Bisnis.com, JAKARTA – PT Garuda Indonesia membutuhkan setidaknya tambahan Rp14,32 triliun atau US$1 miliar untuk membayar utangnya dan tetap bertahan.
Dilansir Bloomberg, Rabu (13/11/2021), Wakil Menteri II BUMN Kartika Wirjoatmodjo mengatakan perseroan sedang dalam pembicaraan dengan kreditur untuk merestrukturisasi utang senilai US$6,3 miliar. Pembicaraan tersebut diharapkan bisa rampung pada kuartal kedua tahun depan.
Perusahaan maskapai pelat merah ini telah menyiapkan sejumlah opsi dalam negosiasi utang, termasuk beralih ke instrumen misalnya obligasi konversi wajib atau pinjaman bank tanpa kupon.

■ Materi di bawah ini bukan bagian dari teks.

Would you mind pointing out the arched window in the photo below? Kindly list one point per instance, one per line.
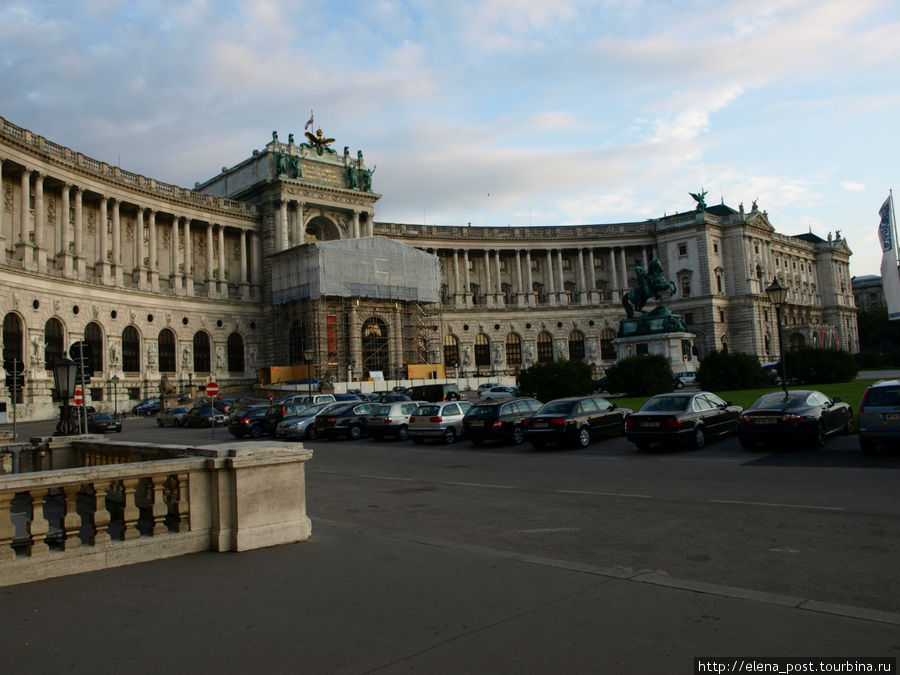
(513, 350)
(93, 335)
(54, 345)
(167, 361)
(201, 352)
(235, 353)
(12, 337)
(451, 351)
(482, 350)
(607, 349)
(545, 347)
(131, 350)
(376, 347)
(576, 345)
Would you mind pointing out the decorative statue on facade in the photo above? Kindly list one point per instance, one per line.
(650, 283)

“Kami sedang bernegosiasi dengan banyak pihak, jadi preferensi mereka pun beragam. Saya harus menggarisbawahi pemerintah tidak ingin mempailitkan Garuda. Yang kami lakukan adalah mencari cara untuk menyelesaikan persoalan utang, baik di luar proses pengadilan maupun di dalam pengadilan,” katanya.
Ketika negoisasi restrukturisasi rampung, Garuda disebutnya akan mengumpulkan US$1 miliar untuk membayar kewajibannya dan untuk modal kerja. Dengan kebutuhan pembiayaan cukup besar, pemerintah mulai berpikir realistis dan membuka kemungkinan investor swasta untuk menjadi pemilik mayoritas.
“Kami terus melakukan pembicaraan dengan sejumlah pihak,” jelasnya.
Menurutnya, Garuda Indonesia harus memangkas utangnya di kisaran 70 persen-80 persen suapay dapat bertahan. Per akhir Juni tahun ini, laporan keuangan menunjukkan perseroan memiki ekuitas negatif senilai US$2,8 triliun.
Selain warisan salah urus, kondisi pandemi Covid-19 membuat Garuda Indonesia memiliki ekuitas negatif. Persreoan harus bergabung dengan sejumlah maskapai penerbangan luar negeri yang bernasib serupa.
AirAsia Group Bhd menawarkan untuk membayar hanya 0,5 persen dari utangnya yang saat ini lebih dari US$8 miliar. Tak jauh berbeda, Philippines Airlines Inc. mengajukan kebangkrutan di New York pada September lalu.
Dia menambahkan persoalan yang membelit Garuda Indonesia cukup unik karena selain pandemi, maskapai ini juga sensitive dengan flkutuasi mata uang, dan harga minyak mentah. Berdasarkan scenario terburuk pemerintah, Garuda akan mengajukan perlindungan pengadilan jika semua negosiasi gagal.
“Tantangan untuk Garuda ini ada di skala 9,5 dari skala 1-10. Kami kehilangan harapan saat ini,” jelasnya.